By a GenomeWeb staff reporter

NEW YORK (GenomeWeb News) – Chronix Biomedical today announced that a study published in the current online edition of the Journal of Molecular Diagnostics supports the use of the firm's technology in monitoring the clinical status of chronic disease.

The San Jose, Calif.-based firm said that the study is the first to show that its approach, which identifies disease-specific genetic fingerprints based on circulating DNA released into the bloodstream by damaged and dying cells, can be used for such monitoring purposes.

In the study, researchers used Chronix's techniques to identify genomic fingerprints in the bloodstream of 28 multiple sclerosis patients known to have relapsing or stable disease. They compared these patients with 50 healthy volunteers.

According to Chronix, the researchers were able to distinguish the MS patients from the healthy volunteers. They also were able to use the circulating DNA fingerprints to differentiate periods of active disease attacks from the stable periods of disease remission characterizing relapsing-remitting MS, which affects about 85 percent of MS patients, the firm said.

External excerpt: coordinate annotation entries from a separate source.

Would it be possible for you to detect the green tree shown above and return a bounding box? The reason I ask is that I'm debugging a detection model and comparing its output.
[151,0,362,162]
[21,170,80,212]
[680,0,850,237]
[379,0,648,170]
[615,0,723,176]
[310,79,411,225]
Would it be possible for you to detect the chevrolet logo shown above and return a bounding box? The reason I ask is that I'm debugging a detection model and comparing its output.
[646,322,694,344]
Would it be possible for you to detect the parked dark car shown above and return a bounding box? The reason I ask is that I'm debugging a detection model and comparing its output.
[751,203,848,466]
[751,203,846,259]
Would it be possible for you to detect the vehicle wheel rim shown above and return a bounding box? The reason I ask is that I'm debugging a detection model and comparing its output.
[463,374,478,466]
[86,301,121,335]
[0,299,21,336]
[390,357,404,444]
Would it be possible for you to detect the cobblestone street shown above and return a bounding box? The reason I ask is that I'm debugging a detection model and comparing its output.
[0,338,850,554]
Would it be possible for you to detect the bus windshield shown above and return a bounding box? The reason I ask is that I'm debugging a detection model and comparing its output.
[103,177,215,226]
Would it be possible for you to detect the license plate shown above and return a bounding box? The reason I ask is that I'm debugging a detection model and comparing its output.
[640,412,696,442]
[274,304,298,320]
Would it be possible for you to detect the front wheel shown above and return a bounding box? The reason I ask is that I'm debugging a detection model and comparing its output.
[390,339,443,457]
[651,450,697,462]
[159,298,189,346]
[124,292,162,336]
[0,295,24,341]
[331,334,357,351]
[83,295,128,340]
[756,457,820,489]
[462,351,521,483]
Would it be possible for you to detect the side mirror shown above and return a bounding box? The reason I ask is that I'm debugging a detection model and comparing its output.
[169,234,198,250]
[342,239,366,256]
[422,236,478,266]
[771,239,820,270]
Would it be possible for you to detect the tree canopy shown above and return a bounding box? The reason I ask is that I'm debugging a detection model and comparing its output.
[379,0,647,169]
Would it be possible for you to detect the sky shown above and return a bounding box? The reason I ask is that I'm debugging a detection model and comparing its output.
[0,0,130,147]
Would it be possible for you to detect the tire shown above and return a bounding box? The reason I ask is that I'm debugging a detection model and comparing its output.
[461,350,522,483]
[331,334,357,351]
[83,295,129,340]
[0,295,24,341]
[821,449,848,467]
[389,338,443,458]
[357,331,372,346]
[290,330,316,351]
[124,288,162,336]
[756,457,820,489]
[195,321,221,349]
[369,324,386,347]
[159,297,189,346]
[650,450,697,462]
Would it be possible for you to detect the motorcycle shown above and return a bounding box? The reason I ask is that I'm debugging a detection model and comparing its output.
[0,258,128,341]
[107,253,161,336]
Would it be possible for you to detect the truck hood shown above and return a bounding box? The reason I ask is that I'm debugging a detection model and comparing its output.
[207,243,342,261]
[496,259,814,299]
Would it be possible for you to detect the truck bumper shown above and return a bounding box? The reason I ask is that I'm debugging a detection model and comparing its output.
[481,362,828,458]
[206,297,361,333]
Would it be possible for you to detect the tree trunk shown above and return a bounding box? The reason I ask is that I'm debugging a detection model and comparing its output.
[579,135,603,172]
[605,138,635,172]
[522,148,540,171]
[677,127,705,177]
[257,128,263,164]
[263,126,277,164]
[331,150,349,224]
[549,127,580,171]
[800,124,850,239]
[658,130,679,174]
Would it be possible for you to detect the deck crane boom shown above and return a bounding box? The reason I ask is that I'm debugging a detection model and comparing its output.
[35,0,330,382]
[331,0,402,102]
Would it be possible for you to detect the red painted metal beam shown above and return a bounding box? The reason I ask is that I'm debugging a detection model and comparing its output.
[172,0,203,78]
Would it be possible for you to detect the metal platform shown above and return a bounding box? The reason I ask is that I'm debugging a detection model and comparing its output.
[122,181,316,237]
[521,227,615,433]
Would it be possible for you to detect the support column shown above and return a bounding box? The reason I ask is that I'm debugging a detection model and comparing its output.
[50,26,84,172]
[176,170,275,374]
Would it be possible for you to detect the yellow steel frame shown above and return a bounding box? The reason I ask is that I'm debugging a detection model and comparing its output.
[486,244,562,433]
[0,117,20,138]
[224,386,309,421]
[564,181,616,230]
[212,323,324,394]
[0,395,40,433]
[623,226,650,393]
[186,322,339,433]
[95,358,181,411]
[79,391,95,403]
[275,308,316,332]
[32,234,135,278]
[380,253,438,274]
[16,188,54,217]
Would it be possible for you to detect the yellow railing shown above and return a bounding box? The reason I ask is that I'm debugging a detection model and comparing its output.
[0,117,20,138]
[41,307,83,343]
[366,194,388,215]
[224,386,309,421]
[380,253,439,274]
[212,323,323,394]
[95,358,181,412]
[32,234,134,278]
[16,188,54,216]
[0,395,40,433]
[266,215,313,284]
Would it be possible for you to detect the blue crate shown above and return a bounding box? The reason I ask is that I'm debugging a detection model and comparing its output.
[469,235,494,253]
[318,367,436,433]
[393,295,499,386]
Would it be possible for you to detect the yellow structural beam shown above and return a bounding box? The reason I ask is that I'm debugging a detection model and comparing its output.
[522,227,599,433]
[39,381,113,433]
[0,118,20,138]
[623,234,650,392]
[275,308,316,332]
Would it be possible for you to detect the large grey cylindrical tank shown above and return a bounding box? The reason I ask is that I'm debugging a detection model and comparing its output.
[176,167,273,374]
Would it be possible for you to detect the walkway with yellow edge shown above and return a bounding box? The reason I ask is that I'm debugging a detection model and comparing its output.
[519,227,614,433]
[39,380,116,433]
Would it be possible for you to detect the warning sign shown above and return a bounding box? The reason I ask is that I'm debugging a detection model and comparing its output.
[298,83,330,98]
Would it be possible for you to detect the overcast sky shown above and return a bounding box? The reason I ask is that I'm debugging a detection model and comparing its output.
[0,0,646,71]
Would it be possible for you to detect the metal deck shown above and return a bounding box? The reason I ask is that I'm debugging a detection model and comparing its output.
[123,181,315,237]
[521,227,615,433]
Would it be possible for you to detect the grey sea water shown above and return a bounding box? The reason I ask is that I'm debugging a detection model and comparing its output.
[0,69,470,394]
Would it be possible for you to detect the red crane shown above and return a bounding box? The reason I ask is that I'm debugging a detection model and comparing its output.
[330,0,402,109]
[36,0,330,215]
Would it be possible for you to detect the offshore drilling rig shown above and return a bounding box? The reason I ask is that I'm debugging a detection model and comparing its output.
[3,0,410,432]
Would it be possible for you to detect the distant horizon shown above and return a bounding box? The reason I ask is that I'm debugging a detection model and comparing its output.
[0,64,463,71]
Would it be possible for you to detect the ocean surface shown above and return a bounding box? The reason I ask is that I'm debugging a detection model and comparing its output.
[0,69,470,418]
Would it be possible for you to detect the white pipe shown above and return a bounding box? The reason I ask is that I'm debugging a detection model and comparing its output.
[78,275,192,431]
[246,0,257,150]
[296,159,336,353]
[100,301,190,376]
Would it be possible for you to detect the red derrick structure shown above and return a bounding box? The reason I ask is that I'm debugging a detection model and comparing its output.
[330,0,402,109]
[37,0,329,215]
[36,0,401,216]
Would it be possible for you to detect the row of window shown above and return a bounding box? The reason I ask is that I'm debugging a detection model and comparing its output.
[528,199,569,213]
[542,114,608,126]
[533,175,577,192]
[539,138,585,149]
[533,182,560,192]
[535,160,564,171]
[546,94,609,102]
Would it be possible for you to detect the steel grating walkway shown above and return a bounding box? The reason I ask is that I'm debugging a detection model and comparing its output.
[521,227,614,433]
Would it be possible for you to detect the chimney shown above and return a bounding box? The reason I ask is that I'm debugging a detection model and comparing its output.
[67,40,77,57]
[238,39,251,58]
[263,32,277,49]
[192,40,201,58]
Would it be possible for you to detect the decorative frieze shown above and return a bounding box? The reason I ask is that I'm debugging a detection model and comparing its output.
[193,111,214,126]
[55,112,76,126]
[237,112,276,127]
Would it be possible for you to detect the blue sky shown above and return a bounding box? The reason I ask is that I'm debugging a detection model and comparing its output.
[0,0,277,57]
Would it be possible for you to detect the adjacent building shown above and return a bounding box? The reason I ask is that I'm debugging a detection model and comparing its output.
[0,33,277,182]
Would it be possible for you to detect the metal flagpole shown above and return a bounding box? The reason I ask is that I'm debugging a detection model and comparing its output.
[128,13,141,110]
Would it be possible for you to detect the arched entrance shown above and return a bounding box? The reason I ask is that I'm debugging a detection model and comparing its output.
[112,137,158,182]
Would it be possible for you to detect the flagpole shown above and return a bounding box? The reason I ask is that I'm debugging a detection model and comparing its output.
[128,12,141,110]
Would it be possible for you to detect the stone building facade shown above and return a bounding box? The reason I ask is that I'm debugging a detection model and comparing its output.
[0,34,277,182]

"These positive data further validate the premise underlying the Chronix approach, showing that the many genetic anomalies associated with active and stable relapsing-remitting MS can be detected by analyzing DNA fragments circulating in the blood serum," Mario Clerici, chair of immunology in the Department of Biomedical Sciences and Technologies at the University of Milano in Italy, and a co-author of the study, said in a statement. "The prognostic value achieved in this study supports the ability of this new approach to help manage relapsing-remitting multiple sclerosis, potentially offering clinicians a new tool to easily assess which MS treatment options are most effective for their patients, as well as providing critical information that will facilitate development of the next generation of MS therapeutics."

The firm noted that Clerici is a member of the Chronix Medical Advisory Board and has an equity position in the company.

Chronix also is conducting studies on its approach for cancer diagnostics. The firm said that it intends to offer its serum DNA-based assays in a CLIA laboratory setting.